Certains écologistes l’ont claironné : difficile de sauver la planète, car la nature humaine est fondamentalement égoïste. D’autres prétendent que cet état de fait est typique de notre époque : la société actuelle favoriserait les individus centrés sur eux-mêmes. Pourtant, le postulat philosophique dépeignant l’être humain comme un prédateur pour lui-même ne date pas d’hier. En effet, au siècle des Lumières, de nombreux libres penseurs ont développé l’image d’une humanité qui ne songeait qu’à son propre profit. Or, depuis une trentaine d’années, certaines évidences scientifiques mettent en lumière un être humain prédisposé à la bienveillance. En effet, des travaux récents ont montré que l’altruisme est naturellement présent chez une majorité de bébés dès l’âge de 14 mois. Alors y aurait-il un terrain fertile à la coopération ? Que manque-t-il pour que la graine germe ?

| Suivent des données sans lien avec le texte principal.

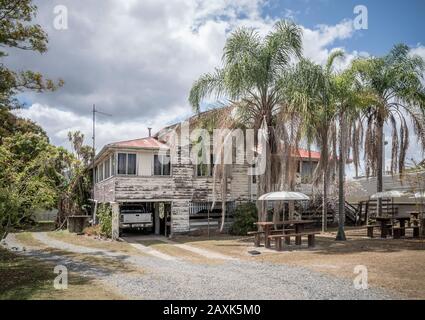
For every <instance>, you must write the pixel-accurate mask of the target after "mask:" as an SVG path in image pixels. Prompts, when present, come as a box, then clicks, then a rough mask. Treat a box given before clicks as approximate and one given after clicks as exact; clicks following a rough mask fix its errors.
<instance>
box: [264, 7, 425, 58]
mask: <svg viewBox="0 0 425 320" xmlns="http://www.w3.org/2000/svg"><path fill="white" fill-rule="evenodd" d="M357 5H365V6H366V7H367V9H368V16H369V19H368V22H369V28H368V30H362V31H359V32H357V33H356V35H355V36H354V37H352V38H349V39H346V40H340V41H338V42H336V43H335V45H337V46H343V47H345V48H346V49H347V50H348V51H352V50H357V51H366V52H369V53H370V54H373V55H382V54H385V53H386V52H388V51H389V50H390V49H391V47H392V46H393V45H394V44H395V43H399V42H404V43H406V44H408V45H410V46H416V45H417V44H418V43H420V44H422V45H424V44H425V1H424V0H405V1H400V0H399V1H394V0H391V1H388V0H365V1H358V0H269V1H268V4H267V5H265V6H264V7H263V14H264V15H270V16H271V17H273V18H275V17H284V16H285V15H292V16H293V17H294V19H295V21H297V22H298V23H300V24H302V25H304V26H305V27H308V28H313V27H315V26H316V25H319V24H327V25H335V24H337V23H339V22H340V21H341V20H343V19H354V18H355V16H356V15H355V14H354V13H353V9H354V7H355V6H357Z"/></svg>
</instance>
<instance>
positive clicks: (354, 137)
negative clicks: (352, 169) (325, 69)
mask: <svg viewBox="0 0 425 320" xmlns="http://www.w3.org/2000/svg"><path fill="white" fill-rule="evenodd" d="M332 94H333V96H334V99H333V100H334V103H335V105H336V117H337V121H338V131H339V134H338V153H339V154H338V214H339V219H338V233H337V236H336V240H340V241H343V240H346V237H345V231H344V226H345V225H344V224H345V167H346V161H347V158H348V157H349V154H350V150H353V153H357V154H358V145H356V146H354V145H355V144H357V140H356V139H355V138H356V133H357V132H358V130H359V128H358V127H357V125H358V122H359V119H360V115H361V112H362V110H363V109H362V108H363V107H364V106H366V105H367V104H368V103H370V101H369V100H368V99H367V98H368V95H367V92H364V91H363V87H362V86H361V85H360V84H359V83H358V81H357V80H356V76H355V72H353V69H352V68H351V66H350V68H348V69H346V70H345V71H343V72H342V73H339V74H335V75H334V76H333V78H332ZM354 150H355V151H354Z"/></svg>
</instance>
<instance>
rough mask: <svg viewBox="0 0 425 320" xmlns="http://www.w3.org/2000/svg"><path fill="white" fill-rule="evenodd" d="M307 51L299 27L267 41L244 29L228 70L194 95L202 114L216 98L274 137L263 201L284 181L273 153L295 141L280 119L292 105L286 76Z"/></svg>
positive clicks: (196, 102)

« L’Homme est un loup pour l’Homme », soulignait le philosophe Thomas Hobbes au XVIIe siècle. Selon lui, l’être humain est motivé uniquement par la satisfaction de son intérêt privé – un concept que beaucoup ont depuis repris et qui perdure. Cette image que nous avons de notre propre espèce semble plus présente que jamais au vu du contexte politique et écologique. Mais cela transparait aussi dans notre vie quotidienne. On en a tous fait l’expérience, dans les lieux publics, les transports en commun, dans le milieu professionnel ; on a tous été témoins ou victimes des agissements typiques du « chacun pour soi ».
Ces comportements vont de la simple incivilité au fait de détourner le regard lorsqu’une personne est agressée. Ce nombrilisme apparent est-il un fait sociétal ou a-t-il toujours existé ? Sommes-nous, comme le pensait Hobbes, prêts à lutter contre autrui pour combler nos désirs ? Vaste sujet…
Les temps modernes
Dans l’Antiquité, Aristote définissait l’être humain comme un animal politique qui ne pouvait survivre sans tisser de liens sociaux. Les vertus d’entraide et de collaboration étaient plébiscitées. « C’est visible dans les ouvrages. L’Iliade par exemple, ce sont ceux qui laissent leur intérêt personnel de côté pour celui du groupe qui remportent la victoire », explique Julien Granata, professeur en management à Montpellier Business School.
C’est à l’époque des Lumières (XVIIIe siècle) que le paradigme de l’égoïsme universel chez l’être humain s’est développé. « Comme le souligne le sociologue Emile Durkheim, avant les Lumières, chacun était à sa place et personne ne l’a remettait en question. Les individus s’entraidaient par catégorie sociale », précise le Dr Bernard Ennuyer, sociologue et enseignant-chercheur à l’université Paris-Descartes.